I wrote to you in April saying I'd been quite poorly with CoViD but confidently asserting I was on the mend. Then I wrote in May saying I'd had 'a bit of a setback'. Coming up for 13 weeks in now and I am still not better. I've been thinking of you all and I'm seizing upon this 'good day' to let you know about it. I've had a lot of neuro symptoms - brain fog, mostly, plus some difficulties with language and short-term memory - all of which make writing quite tricky. I have to do a lot of rereading to catch where I've used 'indifferent' for 'indefinite', for example - or, most memorably: "When this is all over, let's go out for cockatiels."
Not going to lie: it's been a nightmare few months, as it has for most of us. This illness is a mindfuck; total snakes and ladders. Waves of random symptoms - nausea, myalgia, tachycardia, chest pain, headaches... The fatigue, above all, is just nuts. I've had a series of bacterial infections on top where my immune system is wiped. And I've been in lockdown with a six-year-old, who has been so, so good and considerate - bless his sweet soul - but is nonetheless bright and energetic and needs more than I'm able to provide at the moment. What I've needed more than anything is practical help: childcare, someone to put the hoover round... and of course that's what hasn't been available. Arthur's dad has upped his visits but works full-time in a demanding job. My parents have left groceries, and sometimes meals, on the doorstep. I've felt that support system around me, at a careful two-metre distance, but nonetheless it's been grim. I haven't been able to rest properly, especially as I'm self-employed: I've scaled everything back as far as I can but I can't afford to torch my career for this.

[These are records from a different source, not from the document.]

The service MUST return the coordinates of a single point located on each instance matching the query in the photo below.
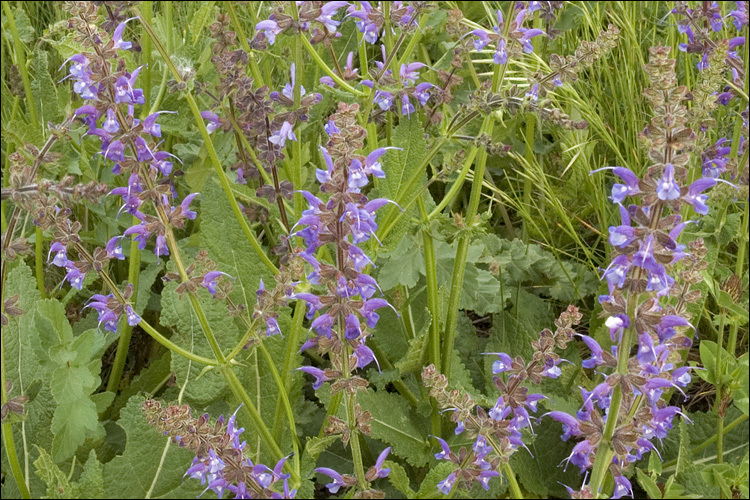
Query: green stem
(296, 176)
(212, 153)
(359, 468)
(349, 401)
(21, 63)
(459, 265)
(285, 387)
(9, 445)
(738, 270)
(146, 72)
(515, 489)
(39, 260)
(259, 425)
(254, 69)
(385, 363)
(605, 453)
(123, 344)
(528, 186)
(708, 442)
(432, 305)
(320, 62)
(719, 371)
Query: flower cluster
(391, 91)
(220, 461)
(497, 432)
(516, 32)
(370, 19)
(314, 17)
(347, 308)
(627, 410)
(377, 471)
(110, 116)
(700, 23)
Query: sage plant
(345, 306)
(649, 282)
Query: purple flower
(406, 107)
(115, 151)
(421, 92)
(622, 487)
(106, 315)
(327, 12)
(150, 126)
(446, 454)
(581, 455)
(503, 364)
(74, 275)
(380, 471)
(270, 29)
(272, 327)
(624, 234)
(114, 249)
(667, 188)
(409, 73)
(210, 279)
(617, 271)
(446, 484)
(61, 255)
(644, 257)
(161, 246)
(482, 39)
(213, 120)
(365, 23)
(125, 91)
(694, 196)
(185, 206)
(141, 234)
(501, 54)
(646, 352)
(596, 352)
(338, 479)
(383, 99)
(739, 15)
(570, 424)
(364, 356)
(286, 132)
(111, 125)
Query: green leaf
(23, 24)
(227, 245)
(412, 361)
(539, 472)
(149, 464)
(399, 168)
(398, 478)
(428, 488)
(200, 389)
(740, 394)
(58, 485)
(394, 422)
(685, 453)
(91, 482)
(648, 484)
(403, 265)
(721, 476)
(200, 18)
(21, 339)
(76, 416)
(44, 90)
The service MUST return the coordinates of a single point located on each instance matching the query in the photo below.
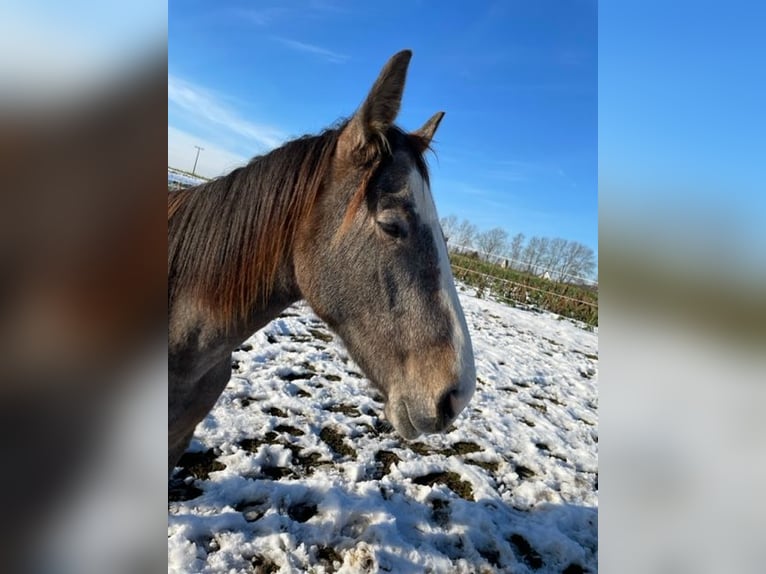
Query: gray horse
(345, 220)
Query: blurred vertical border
(83, 389)
(682, 156)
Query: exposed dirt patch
(302, 511)
(275, 412)
(179, 490)
(336, 441)
(490, 467)
(321, 335)
(200, 464)
(449, 479)
(384, 460)
(295, 375)
(347, 410)
(291, 430)
(461, 447)
(524, 549)
(440, 512)
(420, 448)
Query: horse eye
(395, 229)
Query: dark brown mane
(227, 237)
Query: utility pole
(194, 169)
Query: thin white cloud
(329, 55)
(202, 106)
(213, 159)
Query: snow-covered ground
(183, 179)
(295, 470)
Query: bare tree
(578, 261)
(515, 249)
(532, 254)
(449, 226)
(492, 242)
(554, 255)
(465, 234)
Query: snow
(304, 475)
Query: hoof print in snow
(440, 512)
(528, 555)
(383, 426)
(200, 464)
(328, 558)
(262, 565)
(524, 472)
(420, 448)
(302, 511)
(336, 441)
(251, 512)
(290, 375)
(449, 479)
(384, 460)
(276, 472)
(491, 555)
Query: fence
(505, 261)
(521, 289)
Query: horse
(346, 221)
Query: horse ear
(425, 134)
(380, 108)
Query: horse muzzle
(410, 418)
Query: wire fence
(505, 261)
(522, 289)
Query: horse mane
(226, 237)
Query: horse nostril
(449, 404)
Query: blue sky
(518, 81)
(682, 129)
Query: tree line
(563, 260)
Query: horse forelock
(382, 146)
(227, 237)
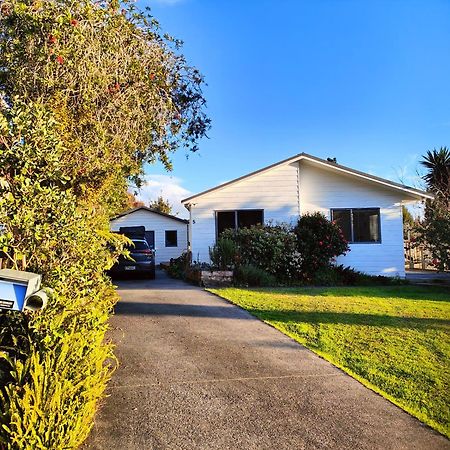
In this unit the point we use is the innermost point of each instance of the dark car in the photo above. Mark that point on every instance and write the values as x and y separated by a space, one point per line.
142 262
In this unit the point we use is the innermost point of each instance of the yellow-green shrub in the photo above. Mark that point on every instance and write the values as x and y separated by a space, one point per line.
88 93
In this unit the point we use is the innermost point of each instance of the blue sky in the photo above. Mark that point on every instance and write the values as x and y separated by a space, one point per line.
366 82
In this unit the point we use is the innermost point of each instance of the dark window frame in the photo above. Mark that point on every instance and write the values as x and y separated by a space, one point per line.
236 222
176 237
352 240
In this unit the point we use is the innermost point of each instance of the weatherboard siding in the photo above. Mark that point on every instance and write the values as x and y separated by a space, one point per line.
159 224
274 191
287 191
322 189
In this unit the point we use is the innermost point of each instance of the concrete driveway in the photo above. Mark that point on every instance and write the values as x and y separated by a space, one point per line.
199 373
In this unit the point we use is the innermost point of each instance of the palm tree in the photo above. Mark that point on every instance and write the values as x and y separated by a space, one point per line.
438 177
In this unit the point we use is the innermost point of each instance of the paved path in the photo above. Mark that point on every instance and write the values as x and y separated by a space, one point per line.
199 373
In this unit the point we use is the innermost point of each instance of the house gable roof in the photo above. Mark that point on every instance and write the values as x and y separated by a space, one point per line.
145 208
327 164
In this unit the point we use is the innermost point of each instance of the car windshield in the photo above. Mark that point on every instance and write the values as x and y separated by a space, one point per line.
139 245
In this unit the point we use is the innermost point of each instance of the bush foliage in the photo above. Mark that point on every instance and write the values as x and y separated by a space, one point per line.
319 241
281 253
272 248
89 92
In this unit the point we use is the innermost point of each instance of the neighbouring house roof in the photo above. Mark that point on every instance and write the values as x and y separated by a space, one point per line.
145 208
332 165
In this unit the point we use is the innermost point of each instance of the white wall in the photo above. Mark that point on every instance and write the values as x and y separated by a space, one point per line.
159 224
286 192
323 189
275 191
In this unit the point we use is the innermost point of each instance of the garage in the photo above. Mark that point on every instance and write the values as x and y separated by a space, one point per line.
166 234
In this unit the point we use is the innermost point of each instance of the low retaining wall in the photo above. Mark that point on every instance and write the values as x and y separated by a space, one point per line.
209 278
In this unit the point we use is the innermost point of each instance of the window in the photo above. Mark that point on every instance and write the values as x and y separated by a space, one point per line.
358 225
243 218
171 238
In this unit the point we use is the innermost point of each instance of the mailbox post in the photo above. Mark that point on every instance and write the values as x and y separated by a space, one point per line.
21 291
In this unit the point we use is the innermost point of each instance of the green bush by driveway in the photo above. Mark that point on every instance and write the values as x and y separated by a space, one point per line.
395 340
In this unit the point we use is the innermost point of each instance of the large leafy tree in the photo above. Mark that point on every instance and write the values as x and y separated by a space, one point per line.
89 91
161 205
434 231
120 91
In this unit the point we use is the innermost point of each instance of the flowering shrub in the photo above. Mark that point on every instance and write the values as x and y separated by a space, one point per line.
318 241
271 248
223 254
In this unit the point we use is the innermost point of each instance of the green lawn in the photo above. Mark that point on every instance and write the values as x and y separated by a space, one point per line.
395 340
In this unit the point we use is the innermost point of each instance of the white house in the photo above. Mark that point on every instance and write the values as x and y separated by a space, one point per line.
167 234
368 208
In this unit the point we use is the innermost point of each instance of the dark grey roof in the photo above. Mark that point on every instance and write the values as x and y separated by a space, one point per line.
330 164
145 208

It's scary having a new disease and no sense of when - or if - I'm going to feel like myself again. There are various medical theories about this 'long tail' CoViD: one is that this is a special CoViD-flavour post-viral fatigue, likely to lead to ME if you don't get lots of rest (that's my least favourite theory); another is that the virus has inflicted tiny, invisible 'micro-injuries' which cause inflammation and take a while to heal, but do heal on their own; and another is 'post-viral dysautonomia' - damage to the autonomic nervous system which may or may not be permanent. Lowering inflammation does seem to be key so I'm now trying to stick to an anti-inflammatory diet. At the moment no one really knows what's going on - and at times it has felt like the response to this is a massive shrug. Generally my experience has been that doctors seem to check that you're not actively dying and then send you on your way. I'm grateful not to be dying, but I'm not really living either.

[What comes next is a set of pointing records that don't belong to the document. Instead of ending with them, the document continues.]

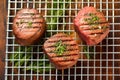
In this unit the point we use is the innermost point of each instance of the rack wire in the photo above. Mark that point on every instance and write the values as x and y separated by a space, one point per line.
104 63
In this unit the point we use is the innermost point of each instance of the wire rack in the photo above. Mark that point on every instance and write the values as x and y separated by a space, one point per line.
104 63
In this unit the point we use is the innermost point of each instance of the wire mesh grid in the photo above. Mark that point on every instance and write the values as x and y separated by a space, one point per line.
104 61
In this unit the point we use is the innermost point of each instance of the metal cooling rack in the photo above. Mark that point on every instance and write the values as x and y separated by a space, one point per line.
105 61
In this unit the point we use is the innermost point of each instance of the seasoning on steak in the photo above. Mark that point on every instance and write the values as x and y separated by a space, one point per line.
91 25
62 50
28 26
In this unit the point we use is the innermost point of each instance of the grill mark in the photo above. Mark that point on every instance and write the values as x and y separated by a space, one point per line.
29 18
94 28
32 22
29 27
24 14
68 50
96 23
65 60
65 44
58 40
65 55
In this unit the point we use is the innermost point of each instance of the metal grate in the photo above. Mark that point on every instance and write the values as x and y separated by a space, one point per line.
104 63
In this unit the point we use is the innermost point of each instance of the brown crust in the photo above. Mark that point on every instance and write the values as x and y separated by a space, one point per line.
93 33
27 33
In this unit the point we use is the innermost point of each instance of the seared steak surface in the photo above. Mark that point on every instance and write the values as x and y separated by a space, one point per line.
28 26
62 50
91 25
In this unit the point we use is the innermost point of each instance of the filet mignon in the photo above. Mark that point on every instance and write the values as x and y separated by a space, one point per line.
28 26
62 50
91 25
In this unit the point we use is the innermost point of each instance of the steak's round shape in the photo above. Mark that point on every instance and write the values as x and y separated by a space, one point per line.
28 26
69 56
91 25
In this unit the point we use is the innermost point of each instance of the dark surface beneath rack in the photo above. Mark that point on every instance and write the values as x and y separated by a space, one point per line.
91 63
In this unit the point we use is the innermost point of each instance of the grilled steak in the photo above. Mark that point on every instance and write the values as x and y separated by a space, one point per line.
62 50
28 26
91 25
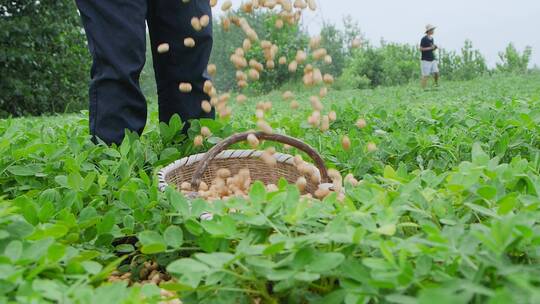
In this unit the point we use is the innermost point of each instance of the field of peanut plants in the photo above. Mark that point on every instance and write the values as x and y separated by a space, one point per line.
447 207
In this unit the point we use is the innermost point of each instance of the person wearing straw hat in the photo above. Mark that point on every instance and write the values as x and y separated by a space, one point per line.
429 62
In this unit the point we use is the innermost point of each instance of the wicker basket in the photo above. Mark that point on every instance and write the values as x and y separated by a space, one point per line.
203 167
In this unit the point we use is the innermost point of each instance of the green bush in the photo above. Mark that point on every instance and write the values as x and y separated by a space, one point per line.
395 64
465 66
44 63
390 64
338 44
514 62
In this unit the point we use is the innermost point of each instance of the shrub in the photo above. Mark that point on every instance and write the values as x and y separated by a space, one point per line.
465 66
43 58
514 62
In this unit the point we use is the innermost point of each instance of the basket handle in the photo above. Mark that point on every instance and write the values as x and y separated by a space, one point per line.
224 144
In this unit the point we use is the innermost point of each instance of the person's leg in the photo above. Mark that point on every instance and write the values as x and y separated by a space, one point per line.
436 72
170 22
116 39
424 82
425 73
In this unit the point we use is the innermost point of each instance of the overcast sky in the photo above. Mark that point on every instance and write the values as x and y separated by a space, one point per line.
490 24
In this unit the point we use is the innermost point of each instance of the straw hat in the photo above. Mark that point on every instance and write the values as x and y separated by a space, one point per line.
430 27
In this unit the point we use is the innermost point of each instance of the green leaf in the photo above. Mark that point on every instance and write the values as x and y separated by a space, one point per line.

This is the sickest I've been since Arthur was born and that whole saga, and in some ways it's been oddly resonant of that time. I have the same sense of 'just getting through it', and I'm aware of the delayed trauma tsunami that hit me once the worst was over. I have a sense that may happen again, but also I know so much more than I did then and can't imagine that it would be on the same scale. I know that suffering requires an empathetic witness, and how to recruit one when I need it. I know how to relate to my own body better. At the moment my body feels half like a prison, half like a dead animal that I'm trying to coax back to life, but it is also me, and I can't help but feel a grudging respect for it. It has endured, and come back from, so much already. It even created a person, and an excellent one at that. In lockdown, Arthur has grown this gorgeous mop of curly hair; he looks like a cherub, and he's enormous. I'm learning a lot from this bleak time, and can sense it clearing space in my life that I will be able to write in, when the dust has settled.
Thank you for being here. Hopefully brighter news and better times ahead.